Quick: stringify the sidecar and pass it as text. Compass embeds the literal JSON. Recall is decent for short sidecars but the embedding model spends tokens on {, ", and , syntax instead of actual content.

1{
2 "text": "{\"shot_type\":\"wide\",\"active_speaker\":\"commentator\",\"scene\":\"goal celebration\"}",
3 "metadata": { "shot_type": "wide", "active_speaker": "commentator" }
4}

Better: flatten to prose in your ingest pipeline, then embed. Walk the sidecar JSON, produce a short natural-language description, and pass that as text. Keep the structured fields in metadata so you can still filter on them. About thirty lines of code in any language, and recall improves materially because the embedding model sees content instead of syntax.

1{
2 "text": "Scene: goal celebration.

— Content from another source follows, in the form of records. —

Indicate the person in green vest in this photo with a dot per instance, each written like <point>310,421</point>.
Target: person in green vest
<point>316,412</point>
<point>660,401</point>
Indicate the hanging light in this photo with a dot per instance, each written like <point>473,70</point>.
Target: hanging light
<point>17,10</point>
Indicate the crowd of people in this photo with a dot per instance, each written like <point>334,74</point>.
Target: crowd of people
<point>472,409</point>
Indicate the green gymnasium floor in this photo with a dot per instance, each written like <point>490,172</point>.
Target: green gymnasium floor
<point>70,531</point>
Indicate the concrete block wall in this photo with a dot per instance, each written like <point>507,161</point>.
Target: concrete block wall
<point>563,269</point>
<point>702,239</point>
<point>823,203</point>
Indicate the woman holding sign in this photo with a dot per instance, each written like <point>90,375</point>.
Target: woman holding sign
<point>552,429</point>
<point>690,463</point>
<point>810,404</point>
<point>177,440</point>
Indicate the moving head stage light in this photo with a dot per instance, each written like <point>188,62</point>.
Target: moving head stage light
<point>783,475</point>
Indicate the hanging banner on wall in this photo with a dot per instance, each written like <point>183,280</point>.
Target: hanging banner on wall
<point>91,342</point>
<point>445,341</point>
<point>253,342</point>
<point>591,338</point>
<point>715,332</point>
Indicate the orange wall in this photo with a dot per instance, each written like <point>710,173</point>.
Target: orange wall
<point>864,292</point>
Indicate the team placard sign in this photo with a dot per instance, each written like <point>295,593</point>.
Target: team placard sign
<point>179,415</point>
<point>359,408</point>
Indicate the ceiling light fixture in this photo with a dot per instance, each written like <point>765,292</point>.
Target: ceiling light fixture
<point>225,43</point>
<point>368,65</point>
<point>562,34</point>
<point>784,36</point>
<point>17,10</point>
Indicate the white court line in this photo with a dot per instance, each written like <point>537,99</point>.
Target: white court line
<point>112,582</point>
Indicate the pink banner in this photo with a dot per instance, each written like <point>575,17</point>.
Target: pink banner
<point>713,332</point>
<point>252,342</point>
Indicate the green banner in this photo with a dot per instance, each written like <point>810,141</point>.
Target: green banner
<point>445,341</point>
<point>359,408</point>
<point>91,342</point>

Active speaker: commentator. Shot type: wide. Lighting: harsh sunlight.",
3 "metadata": {
4 "shot_type": "wide",
5 "active_speaker": "commentator",
6 "scene_type": "goal",
7 "lighting": "harsh sunlight"
8 }
9}

Both patterns ship text to whatever embedding model your collection’s vector space uses (BGE-small by default, or your embed_endpoint for larger models). If you want full control over the embedding step, skip both and ship pre-computed vectors directly via the embeddings field on the chunk: a map of vector-space name to the vector for that space (for example "embeddings": { "qwen3-vl": [0.12, -0.34, ...] }).